By the time the Battle of Verdun finally ended in December 1916, after eleven carnage-filled months, the French army had suffered more than 350,000 casualties. That’s the background to Noël de Guerre, an extraordinarily tender film released around Christmastime that year, about André, a young boy whose father is away at the front, and whose mother is struggling to get by on the meager earnings she makes with her sewing machine. A kindly postman in mourning for the death of his own young child reads the boy’s letter to Santa, asking for some toys; deeply moved, he and his wife gather their son’s playthings and give them to André.
Although the reconstructed intertitles make it ambiguous as to whether André’s father has been killed – we’re told he’s at the front – I’d argue that audiences at the time would have assumed he was dead, not just by his mother’s melancholy air but by the presence of her sewing machine.
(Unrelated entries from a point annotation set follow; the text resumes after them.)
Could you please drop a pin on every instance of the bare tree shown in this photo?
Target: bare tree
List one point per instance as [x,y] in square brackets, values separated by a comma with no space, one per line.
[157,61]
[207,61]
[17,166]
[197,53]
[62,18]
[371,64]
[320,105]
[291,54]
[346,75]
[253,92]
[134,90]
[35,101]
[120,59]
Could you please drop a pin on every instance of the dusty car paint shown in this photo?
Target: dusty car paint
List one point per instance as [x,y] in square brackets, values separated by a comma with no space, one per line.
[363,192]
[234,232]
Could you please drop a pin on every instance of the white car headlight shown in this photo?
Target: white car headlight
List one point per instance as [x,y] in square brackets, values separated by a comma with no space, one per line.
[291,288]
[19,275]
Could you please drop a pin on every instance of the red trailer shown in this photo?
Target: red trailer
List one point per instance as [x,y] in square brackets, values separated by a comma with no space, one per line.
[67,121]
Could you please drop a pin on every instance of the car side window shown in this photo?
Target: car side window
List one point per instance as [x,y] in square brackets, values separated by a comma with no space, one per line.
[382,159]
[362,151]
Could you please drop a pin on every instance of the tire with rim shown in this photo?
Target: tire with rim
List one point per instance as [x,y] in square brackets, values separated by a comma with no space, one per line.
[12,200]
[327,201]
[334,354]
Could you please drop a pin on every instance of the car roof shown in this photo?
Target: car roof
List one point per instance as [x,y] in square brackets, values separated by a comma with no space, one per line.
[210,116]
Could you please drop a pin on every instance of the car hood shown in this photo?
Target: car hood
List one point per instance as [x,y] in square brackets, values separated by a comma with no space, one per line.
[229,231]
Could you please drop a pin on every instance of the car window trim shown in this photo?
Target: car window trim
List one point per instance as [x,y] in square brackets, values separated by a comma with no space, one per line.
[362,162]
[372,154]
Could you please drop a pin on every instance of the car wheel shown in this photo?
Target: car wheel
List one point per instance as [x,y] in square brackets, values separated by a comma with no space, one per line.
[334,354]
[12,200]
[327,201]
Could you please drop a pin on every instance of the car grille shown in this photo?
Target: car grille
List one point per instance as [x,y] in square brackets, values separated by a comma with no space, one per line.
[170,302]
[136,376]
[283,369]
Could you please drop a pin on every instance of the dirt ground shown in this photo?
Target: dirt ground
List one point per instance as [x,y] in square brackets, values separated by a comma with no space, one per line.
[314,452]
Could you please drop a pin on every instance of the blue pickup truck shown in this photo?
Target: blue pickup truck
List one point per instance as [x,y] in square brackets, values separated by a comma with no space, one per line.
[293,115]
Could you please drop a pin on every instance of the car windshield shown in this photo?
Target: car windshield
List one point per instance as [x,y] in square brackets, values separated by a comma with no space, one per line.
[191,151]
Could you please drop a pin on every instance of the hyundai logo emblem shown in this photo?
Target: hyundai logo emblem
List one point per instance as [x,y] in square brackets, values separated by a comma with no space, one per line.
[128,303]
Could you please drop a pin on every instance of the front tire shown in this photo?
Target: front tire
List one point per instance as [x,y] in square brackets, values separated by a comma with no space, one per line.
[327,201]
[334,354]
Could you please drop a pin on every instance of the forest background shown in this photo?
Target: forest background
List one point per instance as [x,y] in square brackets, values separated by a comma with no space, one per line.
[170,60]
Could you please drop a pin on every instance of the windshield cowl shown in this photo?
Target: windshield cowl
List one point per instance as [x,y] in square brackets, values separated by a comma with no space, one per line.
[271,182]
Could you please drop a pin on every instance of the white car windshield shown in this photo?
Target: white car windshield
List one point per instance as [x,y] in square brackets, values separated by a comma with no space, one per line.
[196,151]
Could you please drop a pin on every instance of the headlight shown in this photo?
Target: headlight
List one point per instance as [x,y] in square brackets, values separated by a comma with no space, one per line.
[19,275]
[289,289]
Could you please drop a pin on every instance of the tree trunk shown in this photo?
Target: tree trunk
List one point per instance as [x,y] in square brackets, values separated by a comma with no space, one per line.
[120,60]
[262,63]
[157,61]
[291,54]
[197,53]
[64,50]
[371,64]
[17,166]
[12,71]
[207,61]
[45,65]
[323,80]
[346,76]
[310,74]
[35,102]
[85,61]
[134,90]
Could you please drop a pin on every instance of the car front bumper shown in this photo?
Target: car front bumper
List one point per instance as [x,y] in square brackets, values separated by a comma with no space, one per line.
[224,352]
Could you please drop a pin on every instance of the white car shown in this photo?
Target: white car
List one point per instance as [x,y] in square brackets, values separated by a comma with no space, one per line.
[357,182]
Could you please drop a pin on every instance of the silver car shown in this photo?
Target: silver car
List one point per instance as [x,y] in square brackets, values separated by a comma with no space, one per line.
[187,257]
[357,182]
Already by April 1916, charities were collecting money to provide sewing machines to war widows with children, so they could earn a living. “This isn’t about charity; the machine would not be donated, but sold. However, monthly payments required of the recipients would be proportional to expected gains” (Le Figaro, 22 April 1916), thereby allowing these women a sense of dignity. Soon after the War, in mid-1919, the State itself stepped in, providing sewing machines to war widows who had at least three children younger than 16. It’s estimated the war turned 700,000 French wives into widows by the time it was over.
The astonishing quality of the direction makes it especially frustrating that we can’t identify the filmmaker. Exteriors in Paris are shot with a true sense of realism, and interiors are lit with an eye to artistically defining people and spaces in ways that enhance the film’s emotional tenor. It’s been suggested that the producer, Georges Lordier (c.1883-1922), was also the director, though it’s impossible to be certain. Lordier was the co-founder of the film magazine L’Echo du Cinéma (merging shortly thereafter with Le Cinéma), and in the busy year of Noël de Guerre, he was president of the Syndicat de la Presse Cinématographique as well as proprietor of the Cinéma des Folies-Dramatiques on the Boulevard Saint-Martin. Today he is best known for “Les Chansons filmées,” conceived in late 1917 as a way of promoting the French cause in allied and neutral countries via filmed enactments of popular French songs. By the time he died in January 1922, he had made over 300 such shorts.

Jay Weissberg

sogg/story: Félicien Champsaur.
cast: Le petit [Jean] Fleury (André), Léon Bernard (il postino/the postman), Marguerite Balza (la madre di André/André’s mother), Angèle Lerida (la moglie del postino/the postman’s wife).
prod: Films Georges Lordier.
dist: Agence Générale Cinématographique.
uscita/rel: 12.1916. copia/copy: DCP, 15′; did./titles: FRA.
fonte/source: Gaumont Pathé Archives, Saint-Ouen, Paris.